In 2011, Gibson was the secondary coach at Pitt when the Panthers visited Morgantown. On Saturday, the new North Carolina State co-defensive coordinator returns to West Virginia with the Wolfpack (Noon, Fox Sports 1) less than a year removed from interviewing for WVU’s vacant head coach position.
Gibson, a native of Van in Boone County, came up as an assistant coach under former WVU head coach Rich Rodriguez. He was with the Mountaineers as a position coach from 2001 through 2007 before returning as part of Dana Holgorsen’s staff in 2013. Starting in 2014, Gibson was promoted to defensive coordinator for WVU. In all, he spent 13 of the last 18 years as an assistant coach with his home-state Mountaineers.
“It was 13 years there,” Gibson said. “My kids grew up there, my daughter graduated from high school there. She’s at WVU in her last semester. There are a lot of ties, a lot of family. Again, that’s the emotional side of it. My brother still lives in the state. I don’t know when the sleep is going to stop, right now I’m sleeping pretty good, but I figure the closer we get, the less I’ll be sleeping.”
Gibson was West Virginia’s defensive coordinator until earlier this year when Holgorsen left for Houston in January. He was a candidate for the vacancy and received vocal support from more than a few WVU players during the interview process. The job, however, went to Neal Brown.
“Unfortunately [the job] didn’t happen, but there’s a lot of kids there that I care about, that I recruited, that I coached,” Gibson said. “That’s the emotional side of it, but the football and competitive side, I want to win.
“I did the best and prepared the best I could for [the WVU interview]. Obviously, they made a great choice with Neal. He’s a great football coach and he’s experienced. He turned Troy around and won a lot of games. He’s a heck of a coach.”
When the Mountaineers passed on Gibson in favor of Brown, it opened the door for N.C. State coach Dave Doren to swoop in and snag Gibson to help implement his 3-3-5 stack defense with the Wolfpack.
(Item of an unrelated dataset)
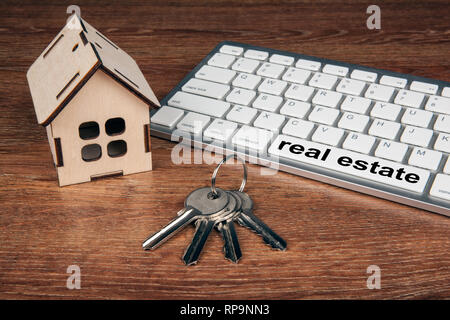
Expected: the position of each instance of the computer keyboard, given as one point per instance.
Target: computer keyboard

“It’s just another game at this point,” Gibson said to the media in North Carolina this week. “I can’t get caught up in the emotion of going home and a place that I spent a lot of years at. I helped recruit a bunch of the guys, but what we have to do and what I have to do a great job of is keep preparing our guys and making sure that they’re ready to go.
“Obviously, I’ve got some good insight of what the crowd is going to be like and all that to pass on to them, but right now my focus is getting our guys ready and it’s just another game. It’s the next game. That’s kind of where my focus has been.”
The Wolfpack has played some solid defense in its first two games with Gibson on the sideline. Against Western Carolina and East Carolina, N.C. State allowed combined total of six points. In the opener against ECU the Wolfpack held the Pirates to just 41 rushing yards. Last week against Western Carolina they allowed 8 — that’s 8 total rushing yards for the entire game. West Virginia’s rushing attack is among the country’s worst after two games, and on paper at least, could be poised to struggle again if N.C. State continues to play the way it has to open the season.
Brown said Gibson might have a slight edge due to his familiarity with the West Virginia roster, but downplayed how much impact that could have on Saturday’s game.
“I think Tony’s a really good coach,” Brown said. “I think he’s done a really good job of recruiting, and that’s been documented. I think he did a really solid job here and he does know our personnel. I’m sure this game will mean a lot to him being a West Virginia native and coming back. Once the ball is snapped, I’m not sure any of it matters to be honest with you.”